Chaque utilisateur du système possède un shell par défaut, dont l'identité est précisée dans le fichier de configuration /etc/passwd. Le shell est démarré automatiquement dès que vous vous loguez, et pour cause : sans lui vous ne pourriez exécuter aucune commande ! C'est d'ailleurs lui qui vous invite à passer ces dernières si vous démarrez une console, grâce à ce qu'on appelle le prompt, qui se présente sous la forme suivante (la syntaxe du prompt peut varier selon le shell utilisé) :
Si vous êtes un utilisateur normal :
nom_utilisateur@nom_machine:~$ ou encore nom_machine:nom_utilisateur:$
Si vous agissez en tant que root :
root@nom_machine:/home/nom_utilisateur# ou encore nom_machine:/home/nom_utilisateur:#
On notera d'ailleurs que la différence de symbole entre $ et # permet de savoir rapidement si vous êtes logué en tant que root ou non.

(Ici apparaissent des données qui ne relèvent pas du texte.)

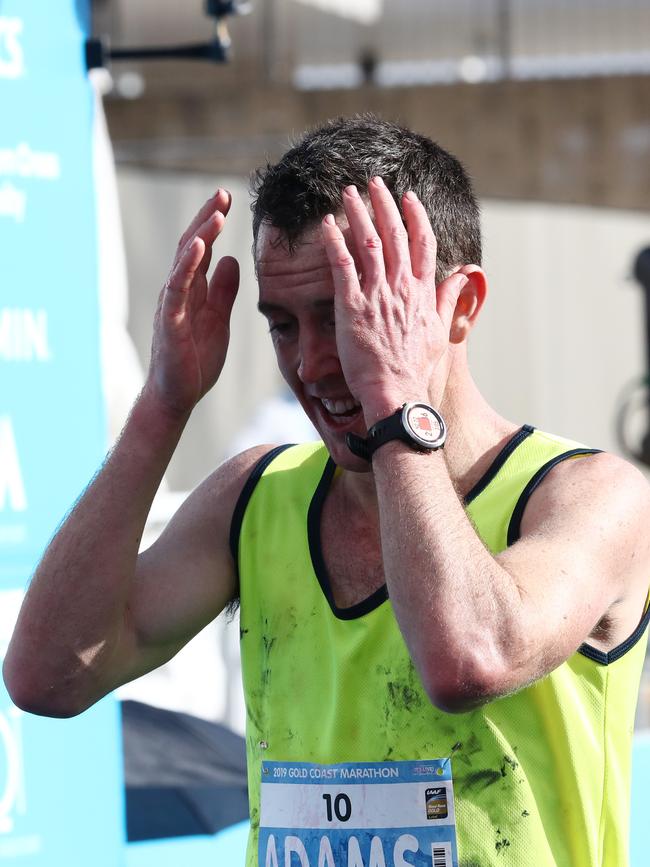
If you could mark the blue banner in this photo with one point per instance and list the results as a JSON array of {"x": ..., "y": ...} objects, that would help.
[{"x": 60, "y": 780}]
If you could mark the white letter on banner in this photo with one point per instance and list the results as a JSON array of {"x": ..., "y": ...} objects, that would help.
[
  {"x": 271, "y": 854},
  {"x": 404, "y": 843},
  {"x": 11, "y": 51},
  {"x": 354, "y": 853},
  {"x": 295, "y": 846},
  {"x": 325, "y": 854},
  {"x": 377, "y": 858},
  {"x": 11, "y": 480}
]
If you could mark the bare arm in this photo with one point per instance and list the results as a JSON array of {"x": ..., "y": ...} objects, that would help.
[
  {"x": 96, "y": 614},
  {"x": 477, "y": 626},
  {"x": 502, "y": 622}
]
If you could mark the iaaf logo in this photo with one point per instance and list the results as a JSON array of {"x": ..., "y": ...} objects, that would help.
[
  {"x": 12, "y": 788},
  {"x": 12, "y": 63}
]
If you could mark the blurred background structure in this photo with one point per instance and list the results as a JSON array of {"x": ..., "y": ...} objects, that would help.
[{"x": 546, "y": 102}]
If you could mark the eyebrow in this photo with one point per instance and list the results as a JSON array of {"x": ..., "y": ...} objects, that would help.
[{"x": 266, "y": 309}]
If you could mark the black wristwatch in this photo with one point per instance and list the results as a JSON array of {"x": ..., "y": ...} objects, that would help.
[{"x": 416, "y": 424}]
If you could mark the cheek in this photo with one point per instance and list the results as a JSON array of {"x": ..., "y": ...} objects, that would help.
[{"x": 285, "y": 361}]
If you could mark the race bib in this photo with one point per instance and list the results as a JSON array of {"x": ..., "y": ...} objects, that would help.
[{"x": 367, "y": 814}]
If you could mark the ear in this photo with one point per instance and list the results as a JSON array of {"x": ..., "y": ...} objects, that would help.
[{"x": 469, "y": 304}]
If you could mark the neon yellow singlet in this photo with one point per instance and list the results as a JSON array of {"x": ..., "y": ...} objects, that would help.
[{"x": 541, "y": 778}]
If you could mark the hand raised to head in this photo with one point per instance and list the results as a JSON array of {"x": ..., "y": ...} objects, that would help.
[
  {"x": 392, "y": 322},
  {"x": 192, "y": 321}
]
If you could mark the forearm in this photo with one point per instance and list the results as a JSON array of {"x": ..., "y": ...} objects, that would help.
[
  {"x": 74, "y": 627},
  {"x": 459, "y": 611}
]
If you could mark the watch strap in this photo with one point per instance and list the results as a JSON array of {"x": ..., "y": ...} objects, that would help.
[{"x": 392, "y": 428}]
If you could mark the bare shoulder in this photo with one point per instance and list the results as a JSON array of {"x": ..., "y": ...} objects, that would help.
[
  {"x": 597, "y": 488},
  {"x": 188, "y": 575},
  {"x": 596, "y": 511},
  {"x": 212, "y": 503}
]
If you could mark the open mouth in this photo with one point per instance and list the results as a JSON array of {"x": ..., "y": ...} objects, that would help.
[{"x": 340, "y": 411}]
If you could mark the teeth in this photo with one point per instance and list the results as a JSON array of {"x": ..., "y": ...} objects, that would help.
[{"x": 338, "y": 407}]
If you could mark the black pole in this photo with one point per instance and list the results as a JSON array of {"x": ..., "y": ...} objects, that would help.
[{"x": 642, "y": 274}]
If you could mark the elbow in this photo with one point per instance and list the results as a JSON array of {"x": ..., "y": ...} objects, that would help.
[
  {"x": 30, "y": 696},
  {"x": 461, "y": 685}
]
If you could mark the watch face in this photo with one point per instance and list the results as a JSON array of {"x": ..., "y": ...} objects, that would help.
[{"x": 424, "y": 424}]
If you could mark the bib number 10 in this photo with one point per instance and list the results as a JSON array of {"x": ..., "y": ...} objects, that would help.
[{"x": 340, "y": 806}]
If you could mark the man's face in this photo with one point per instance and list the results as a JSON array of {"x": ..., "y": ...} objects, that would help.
[{"x": 296, "y": 294}]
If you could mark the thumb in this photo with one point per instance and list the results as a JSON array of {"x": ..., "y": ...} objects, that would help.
[{"x": 223, "y": 287}]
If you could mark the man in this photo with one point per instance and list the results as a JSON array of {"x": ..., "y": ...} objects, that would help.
[{"x": 477, "y": 610}]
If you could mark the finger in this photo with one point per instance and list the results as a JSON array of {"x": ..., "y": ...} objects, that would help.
[
  {"x": 390, "y": 226},
  {"x": 367, "y": 242},
  {"x": 209, "y": 231},
  {"x": 223, "y": 287},
  {"x": 342, "y": 264},
  {"x": 447, "y": 297},
  {"x": 178, "y": 289},
  {"x": 220, "y": 201},
  {"x": 423, "y": 247}
]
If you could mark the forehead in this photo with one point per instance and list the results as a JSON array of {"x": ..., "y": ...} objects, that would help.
[{"x": 278, "y": 270}]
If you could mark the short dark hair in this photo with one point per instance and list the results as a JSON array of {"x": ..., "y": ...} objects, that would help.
[{"x": 306, "y": 184}]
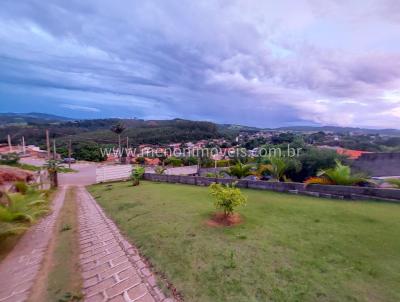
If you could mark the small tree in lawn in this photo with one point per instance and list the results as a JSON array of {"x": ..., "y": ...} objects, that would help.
[
  {"x": 118, "y": 129},
  {"x": 52, "y": 167},
  {"x": 137, "y": 175},
  {"x": 227, "y": 197}
]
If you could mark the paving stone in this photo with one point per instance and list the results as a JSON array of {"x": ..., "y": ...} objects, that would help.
[
  {"x": 120, "y": 287},
  {"x": 117, "y": 270},
  {"x": 138, "y": 291}
]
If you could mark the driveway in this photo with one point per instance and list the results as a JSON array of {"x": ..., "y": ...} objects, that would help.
[{"x": 86, "y": 175}]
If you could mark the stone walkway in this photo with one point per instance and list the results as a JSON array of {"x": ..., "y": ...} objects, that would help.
[
  {"x": 112, "y": 269},
  {"x": 20, "y": 268}
]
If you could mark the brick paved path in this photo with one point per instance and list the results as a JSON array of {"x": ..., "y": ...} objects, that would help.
[
  {"x": 20, "y": 268},
  {"x": 112, "y": 270}
]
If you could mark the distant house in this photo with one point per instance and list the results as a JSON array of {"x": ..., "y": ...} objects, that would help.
[{"x": 352, "y": 154}]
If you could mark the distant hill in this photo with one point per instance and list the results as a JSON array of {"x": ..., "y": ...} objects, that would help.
[
  {"x": 30, "y": 118},
  {"x": 33, "y": 126},
  {"x": 336, "y": 129}
]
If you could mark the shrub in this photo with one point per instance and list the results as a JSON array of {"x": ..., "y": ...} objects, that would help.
[
  {"x": 140, "y": 160},
  {"x": 9, "y": 159},
  {"x": 159, "y": 170},
  {"x": 227, "y": 197},
  {"x": 239, "y": 170},
  {"x": 395, "y": 182},
  {"x": 21, "y": 187},
  {"x": 339, "y": 175},
  {"x": 223, "y": 163},
  {"x": 137, "y": 174},
  {"x": 175, "y": 162}
]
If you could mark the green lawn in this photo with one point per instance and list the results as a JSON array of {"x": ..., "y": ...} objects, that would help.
[{"x": 289, "y": 248}]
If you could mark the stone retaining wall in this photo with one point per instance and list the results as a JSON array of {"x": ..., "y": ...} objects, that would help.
[{"x": 338, "y": 192}]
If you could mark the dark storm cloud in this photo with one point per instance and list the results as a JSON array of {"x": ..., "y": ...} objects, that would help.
[{"x": 252, "y": 62}]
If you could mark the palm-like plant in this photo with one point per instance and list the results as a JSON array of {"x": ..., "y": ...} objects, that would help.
[
  {"x": 338, "y": 175},
  {"x": 118, "y": 128},
  {"x": 137, "y": 174},
  {"x": 52, "y": 167},
  {"x": 395, "y": 182},
  {"x": 239, "y": 170},
  {"x": 275, "y": 166}
]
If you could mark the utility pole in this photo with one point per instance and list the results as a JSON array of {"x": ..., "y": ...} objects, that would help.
[
  {"x": 23, "y": 145},
  {"x": 54, "y": 148},
  {"x": 9, "y": 142},
  {"x": 48, "y": 143},
  {"x": 69, "y": 154}
]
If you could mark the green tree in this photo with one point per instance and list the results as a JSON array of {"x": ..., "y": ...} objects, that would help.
[
  {"x": 137, "y": 175},
  {"x": 239, "y": 170},
  {"x": 118, "y": 128},
  {"x": 227, "y": 197},
  {"x": 339, "y": 175}
]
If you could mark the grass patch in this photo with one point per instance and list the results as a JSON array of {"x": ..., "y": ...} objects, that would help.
[
  {"x": 64, "y": 281},
  {"x": 25, "y": 166},
  {"x": 289, "y": 248},
  {"x": 66, "y": 170},
  {"x": 15, "y": 219}
]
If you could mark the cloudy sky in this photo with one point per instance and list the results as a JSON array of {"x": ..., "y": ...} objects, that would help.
[{"x": 264, "y": 63}]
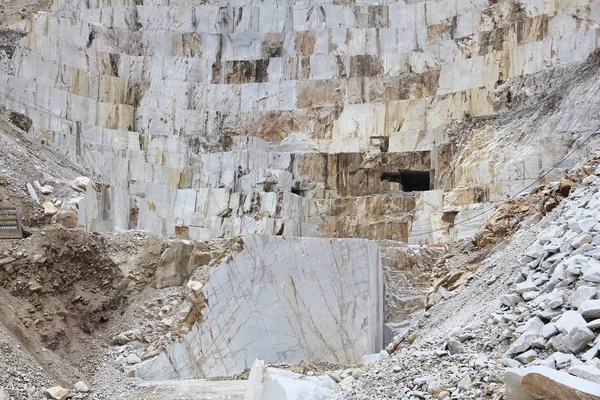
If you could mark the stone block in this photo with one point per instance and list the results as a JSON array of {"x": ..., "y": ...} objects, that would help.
[{"x": 282, "y": 300}]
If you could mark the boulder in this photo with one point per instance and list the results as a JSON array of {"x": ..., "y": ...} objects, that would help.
[
  {"x": 580, "y": 240},
  {"x": 45, "y": 190},
  {"x": 372, "y": 358},
  {"x": 33, "y": 193},
  {"x": 549, "y": 330},
  {"x": 80, "y": 183},
  {"x": 272, "y": 383},
  {"x": 587, "y": 372},
  {"x": 582, "y": 294},
  {"x": 510, "y": 300},
  {"x": 590, "y": 309},
  {"x": 533, "y": 324},
  {"x": 523, "y": 342},
  {"x": 527, "y": 286},
  {"x": 68, "y": 219},
  {"x": 545, "y": 383},
  {"x": 56, "y": 393},
  {"x": 527, "y": 357},
  {"x": 591, "y": 274},
  {"x": 454, "y": 346},
  {"x": 49, "y": 208},
  {"x": 81, "y": 387},
  {"x": 133, "y": 359},
  {"x": 569, "y": 320},
  {"x": 577, "y": 339},
  {"x": 172, "y": 269}
]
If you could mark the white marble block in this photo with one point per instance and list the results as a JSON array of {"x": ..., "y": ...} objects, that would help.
[{"x": 282, "y": 300}]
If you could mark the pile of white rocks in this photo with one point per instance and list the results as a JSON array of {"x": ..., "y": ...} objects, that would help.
[
  {"x": 539, "y": 337},
  {"x": 553, "y": 307}
]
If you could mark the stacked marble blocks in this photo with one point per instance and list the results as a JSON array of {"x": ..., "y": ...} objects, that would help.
[{"x": 282, "y": 300}]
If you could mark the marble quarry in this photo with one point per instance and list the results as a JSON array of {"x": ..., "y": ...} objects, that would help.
[
  {"x": 311, "y": 119},
  {"x": 282, "y": 300}
]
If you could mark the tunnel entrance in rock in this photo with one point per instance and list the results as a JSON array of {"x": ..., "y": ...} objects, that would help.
[{"x": 410, "y": 181}]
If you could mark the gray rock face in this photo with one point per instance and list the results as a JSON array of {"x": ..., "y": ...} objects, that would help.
[{"x": 172, "y": 269}]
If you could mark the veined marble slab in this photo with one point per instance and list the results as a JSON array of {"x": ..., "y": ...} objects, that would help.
[{"x": 283, "y": 300}]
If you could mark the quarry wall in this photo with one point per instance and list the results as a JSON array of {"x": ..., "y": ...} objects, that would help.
[{"x": 218, "y": 119}]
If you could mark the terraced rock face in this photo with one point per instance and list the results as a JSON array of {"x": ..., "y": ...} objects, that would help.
[{"x": 292, "y": 118}]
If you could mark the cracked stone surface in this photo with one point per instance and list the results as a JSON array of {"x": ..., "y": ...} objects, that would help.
[{"x": 282, "y": 300}]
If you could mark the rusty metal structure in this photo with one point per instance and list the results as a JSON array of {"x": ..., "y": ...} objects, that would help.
[{"x": 10, "y": 223}]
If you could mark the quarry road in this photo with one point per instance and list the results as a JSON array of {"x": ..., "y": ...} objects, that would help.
[{"x": 191, "y": 389}]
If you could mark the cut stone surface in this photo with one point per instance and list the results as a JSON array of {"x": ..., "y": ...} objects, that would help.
[
  {"x": 172, "y": 269},
  {"x": 272, "y": 383},
  {"x": 324, "y": 296}
]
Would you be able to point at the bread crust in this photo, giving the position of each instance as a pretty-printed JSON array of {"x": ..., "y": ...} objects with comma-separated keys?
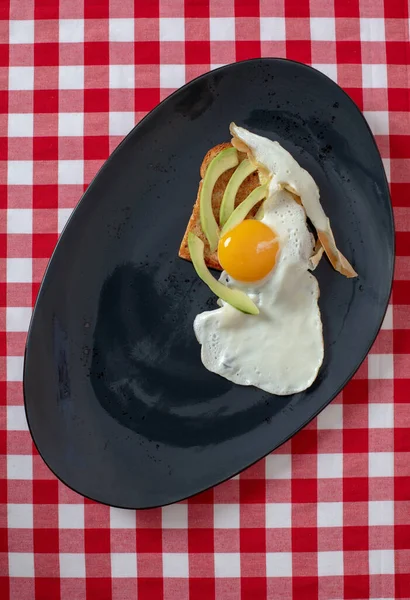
[{"x": 194, "y": 223}]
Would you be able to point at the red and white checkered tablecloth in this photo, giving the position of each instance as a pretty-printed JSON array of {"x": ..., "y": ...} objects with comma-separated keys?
[{"x": 326, "y": 516}]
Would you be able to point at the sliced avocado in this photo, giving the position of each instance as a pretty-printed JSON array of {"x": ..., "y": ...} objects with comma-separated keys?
[
  {"x": 235, "y": 298},
  {"x": 244, "y": 207},
  {"x": 223, "y": 161},
  {"x": 244, "y": 169}
]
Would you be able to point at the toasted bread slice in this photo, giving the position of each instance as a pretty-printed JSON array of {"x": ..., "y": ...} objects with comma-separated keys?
[{"x": 194, "y": 224}]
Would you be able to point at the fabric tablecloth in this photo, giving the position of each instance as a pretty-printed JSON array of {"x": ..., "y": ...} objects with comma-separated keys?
[{"x": 327, "y": 515}]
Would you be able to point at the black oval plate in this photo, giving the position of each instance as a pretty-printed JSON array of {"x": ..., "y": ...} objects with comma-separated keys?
[{"x": 118, "y": 402}]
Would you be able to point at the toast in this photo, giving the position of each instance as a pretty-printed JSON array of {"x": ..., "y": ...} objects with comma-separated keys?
[{"x": 194, "y": 224}]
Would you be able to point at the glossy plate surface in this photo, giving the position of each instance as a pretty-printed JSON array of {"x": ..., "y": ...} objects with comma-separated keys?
[{"x": 118, "y": 402}]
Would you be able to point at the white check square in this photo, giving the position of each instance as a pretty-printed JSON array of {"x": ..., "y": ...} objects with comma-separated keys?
[
  {"x": 71, "y": 516},
  {"x": 272, "y": 29},
  {"x": 122, "y": 76},
  {"x": 279, "y": 564},
  {"x": 20, "y": 172},
  {"x": 175, "y": 564},
  {"x": 71, "y": 77},
  {"x": 19, "y": 466},
  {"x": 388, "y": 317},
  {"x": 21, "y": 32},
  {"x": 330, "y": 466},
  {"x": 19, "y": 220},
  {"x": 381, "y": 512},
  {"x": 327, "y": 69},
  {"x": 18, "y": 318},
  {"x": 381, "y": 562},
  {"x": 172, "y": 76},
  {"x": 21, "y": 564},
  {"x": 121, "y": 30},
  {"x": 330, "y": 563},
  {"x": 19, "y": 270},
  {"x": 278, "y": 515},
  {"x": 21, "y": 78},
  {"x": 172, "y": 30},
  {"x": 16, "y": 418},
  {"x": 330, "y": 514},
  {"x": 121, "y": 518},
  {"x": 124, "y": 564},
  {"x": 378, "y": 121},
  {"x": 380, "y": 366},
  {"x": 175, "y": 516},
  {"x": 63, "y": 216},
  {"x": 381, "y": 416},
  {"x": 15, "y": 366},
  {"x": 70, "y": 171},
  {"x": 226, "y": 516},
  {"x": 121, "y": 123},
  {"x": 372, "y": 30},
  {"x": 20, "y": 124},
  {"x": 221, "y": 29},
  {"x": 72, "y": 565},
  {"x": 227, "y": 564},
  {"x": 71, "y": 30},
  {"x": 374, "y": 76},
  {"x": 20, "y": 516},
  {"x": 322, "y": 29},
  {"x": 381, "y": 464},
  {"x": 278, "y": 466},
  {"x": 71, "y": 124},
  {"x": 331, "y": 417}
]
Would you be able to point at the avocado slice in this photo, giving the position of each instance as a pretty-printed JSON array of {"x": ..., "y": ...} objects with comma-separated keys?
[
  {"x": 223, "y": 161},
  {"x": 244, "y": 169},
  {"x": 235, "y": 298},
  {"x": 244, "y": 207}
]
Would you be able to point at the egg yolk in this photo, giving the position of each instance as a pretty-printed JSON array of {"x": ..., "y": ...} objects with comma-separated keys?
[{"x": 248, "y": 251}]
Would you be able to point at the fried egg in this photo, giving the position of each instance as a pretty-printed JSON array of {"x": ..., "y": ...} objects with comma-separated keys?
[{"x": 281, "y": 349}]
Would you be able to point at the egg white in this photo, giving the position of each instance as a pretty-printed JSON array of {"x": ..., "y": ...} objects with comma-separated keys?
[{"x": 281, "y": 349}]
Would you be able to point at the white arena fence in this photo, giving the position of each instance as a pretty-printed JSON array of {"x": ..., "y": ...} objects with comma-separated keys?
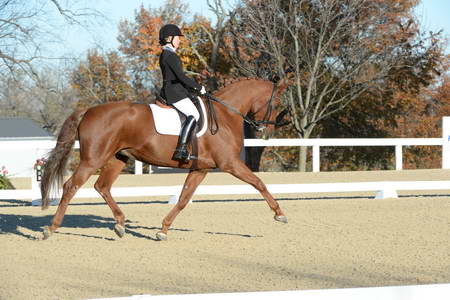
[{"x": 384, "y": 189}]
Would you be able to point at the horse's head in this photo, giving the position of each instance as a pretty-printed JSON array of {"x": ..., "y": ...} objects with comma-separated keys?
[{"x": 265, "y": 108}]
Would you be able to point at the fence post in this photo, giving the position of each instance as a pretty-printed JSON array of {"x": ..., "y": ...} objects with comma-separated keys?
[
  {"x": 137, "y": 167},
  {"x": 316, "y": 158},
  {"x": 398, "y": 157},
  {"x": 446, "y": 143},
  {"x": 36, "y": 174}
]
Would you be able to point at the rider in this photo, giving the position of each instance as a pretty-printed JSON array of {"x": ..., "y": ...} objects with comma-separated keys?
[{"x": 175, "y": 84}]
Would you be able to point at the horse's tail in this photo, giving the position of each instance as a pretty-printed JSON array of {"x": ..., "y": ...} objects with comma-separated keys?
[{"x": 55, "y": 166}]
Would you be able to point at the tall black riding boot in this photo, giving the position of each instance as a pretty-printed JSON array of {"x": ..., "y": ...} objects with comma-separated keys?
[{"x": 181, "y": 153}]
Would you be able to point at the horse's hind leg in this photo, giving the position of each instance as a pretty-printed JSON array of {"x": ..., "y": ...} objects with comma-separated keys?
[
  {"x": 103, "y": 185},
  {"x": 238, "y": 169},
  {"x": 71, "y": 186},
  {"x": 191, "y": 183}
]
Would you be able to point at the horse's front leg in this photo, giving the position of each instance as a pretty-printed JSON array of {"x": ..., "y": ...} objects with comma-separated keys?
[
  {"x": 238, "y": 169},
  {"x": 194, "y": 178}
]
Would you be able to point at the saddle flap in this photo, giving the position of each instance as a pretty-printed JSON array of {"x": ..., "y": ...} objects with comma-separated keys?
[{"x": 168, "y": 120}]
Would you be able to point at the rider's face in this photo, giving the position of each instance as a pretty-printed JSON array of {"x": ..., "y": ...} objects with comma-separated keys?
[{"x": 176, "y": 41}]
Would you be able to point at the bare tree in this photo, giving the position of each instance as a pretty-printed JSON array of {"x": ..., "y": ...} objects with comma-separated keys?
[
  {"x": 28, "y": 26},
  {"x": 213, "y": 36},
  {"x": 336, "y": 50}
]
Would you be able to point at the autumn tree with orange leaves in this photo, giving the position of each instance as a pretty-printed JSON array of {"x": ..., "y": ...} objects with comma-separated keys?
[
  {"x": 101, "y": 78},
  {"x": 340, "y": 53}
]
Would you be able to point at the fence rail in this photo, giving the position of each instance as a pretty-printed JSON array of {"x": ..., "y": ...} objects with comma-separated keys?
[{"x": 41, "y": 147}]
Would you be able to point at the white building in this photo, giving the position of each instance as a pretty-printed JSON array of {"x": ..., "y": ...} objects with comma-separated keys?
[{"x": 20, "y": 162}]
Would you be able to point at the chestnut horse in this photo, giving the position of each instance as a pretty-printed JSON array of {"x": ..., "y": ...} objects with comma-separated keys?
[{"x": 110, "y": 134}]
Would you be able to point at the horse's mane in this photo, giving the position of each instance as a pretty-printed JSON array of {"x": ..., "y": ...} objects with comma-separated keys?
[{"x": 232, "y": 81}]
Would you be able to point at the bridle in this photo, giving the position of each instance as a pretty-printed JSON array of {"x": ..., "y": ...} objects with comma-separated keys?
[{"x": 258, "y": 125}]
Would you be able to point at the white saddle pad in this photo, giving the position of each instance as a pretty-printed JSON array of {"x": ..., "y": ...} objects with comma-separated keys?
[{"x": 167, "y": 120}]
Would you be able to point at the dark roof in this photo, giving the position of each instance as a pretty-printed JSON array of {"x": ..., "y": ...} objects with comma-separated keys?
[{"x": 21, "y": 128}]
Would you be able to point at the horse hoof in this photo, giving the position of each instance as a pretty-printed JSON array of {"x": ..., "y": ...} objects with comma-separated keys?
[
  {"x": 46, "y": 232},
  {"x": 161, "y": 236},
  {"x": 119, "y": 230},
  {"x": 281, "y": 219}
]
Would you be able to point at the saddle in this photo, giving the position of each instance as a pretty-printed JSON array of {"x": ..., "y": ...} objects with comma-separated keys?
[{"x": 168, "y": 119}]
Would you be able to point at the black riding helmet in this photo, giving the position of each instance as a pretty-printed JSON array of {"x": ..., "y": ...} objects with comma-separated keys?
[{"x": 168, "y": 30}]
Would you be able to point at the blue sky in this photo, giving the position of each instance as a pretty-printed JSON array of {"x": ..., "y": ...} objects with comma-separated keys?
[{"x": 433, "y": 15}]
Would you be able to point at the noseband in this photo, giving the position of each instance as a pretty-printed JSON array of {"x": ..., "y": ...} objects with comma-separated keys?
[{"x": 258, "y": 125}]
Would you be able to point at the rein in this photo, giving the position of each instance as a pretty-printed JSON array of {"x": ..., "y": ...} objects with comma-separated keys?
[{"x": 258, "y": 125}]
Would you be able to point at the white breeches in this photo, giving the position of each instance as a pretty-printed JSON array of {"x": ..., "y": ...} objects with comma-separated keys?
[{"x": 187, "y": 108}]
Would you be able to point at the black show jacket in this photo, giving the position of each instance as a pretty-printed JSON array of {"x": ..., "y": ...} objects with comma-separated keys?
[{"x": 175, "y": 81}]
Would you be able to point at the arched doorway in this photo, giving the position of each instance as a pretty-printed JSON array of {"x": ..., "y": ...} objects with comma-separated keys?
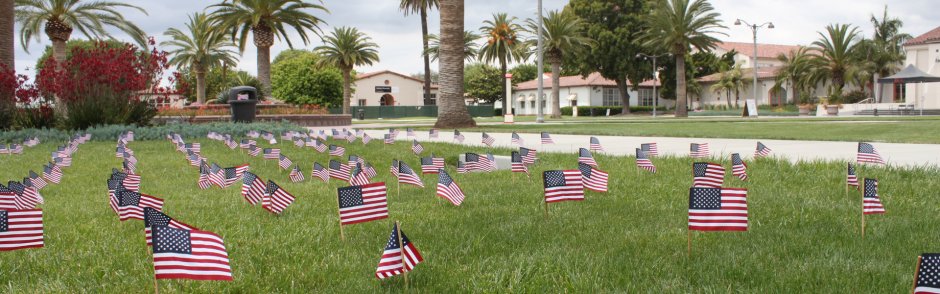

Une fois votre commande tapée, c'est au shell que revient la responsabilité d'interpréter et d'exécuter celle-ci. On parle d'usage interactif du shell, parce que l'utilisateur dialogue (interagit) avec le système. Le prompt offre de multiples possibilités. Vous pouvez naviguer dans vos répertoires par exemple :
ordino:moi$ ls Documents/GRECO/ Agony.jpg View_of_Toledo.jpg The_adoration_of_the_Shepherds.jpg the_miracle_of_christ_healing_the_blind.jpg ordino:moi$
Dans ce cas précis, le résultat de votre commande est affiché : vous visualisez l'ensemble du contenu du répertoire /home/moi/Documents/GRECO. Une fois la commande exécutée, le prompt réapparaît et vous pouvez en passer d'autres.
Vous pouvez aussi lancer des programmes, en tapant le nom du programme, puis [Entrée] :
ordino:moi$ xedit
Dans ce cas, le shell ne rendra la main que lorsque le processus en cours sera achevé : en d'autres termes, le prompt ne réapparaît pas. Cela peut être ennuyeux d'ailleurs si vous voulez lancer d'autres commandes sans ouvrir une autre console. Dans ce cas, il faut ajouter une esperluette à la fin de la ligne de commande, et le prompt revient :
ordino:moi$ xedit & ordino:moi$
Mais le shell ne se résume pas au prompt. Il a également pour fonction d'être utilisé comme langage de programmation. Il peut en effet se révéler fastidieux d'avoir à passer la même suite de commandes que vous utilisez régulièrement, surtout si celle-ci est longue. Vous avez alors la possibilité de créer ce qu'on appelle un « script shell » ou « fichier de script », où ces commandes sont conservées. Vous n'avez alors plus qu'à rappeler le nom du fichier pour exécuter le programme.
Bien connaître son shell revient donc à optimiser les possibilités de son système. Un script shell vous permettra par exemple d'automatiser des tâches de sauvegarde, de démarrer automatiquement votre programme préféré, etc.
Et puis, il faut tout de même rectifier une erreur : il n'y a pas UN mais DES shells, en raison de l'évolution constante des systèmes UNIX. Bourne shell, C shell, Korn shell, Tenex C shell, etc. sont autant de shells qui se ressemblent beaucoup en tant qu'interfaces de dialogue, et dont les différences sont surtout liées à leurs possibilités de programmation. Le plus connu reste toutefois le Bourne Again shell (dont le nom est abrégé en bash), pour la bonne et simple raison qu'il est installé par défaut sur la plupart des distributions GNU/Linux.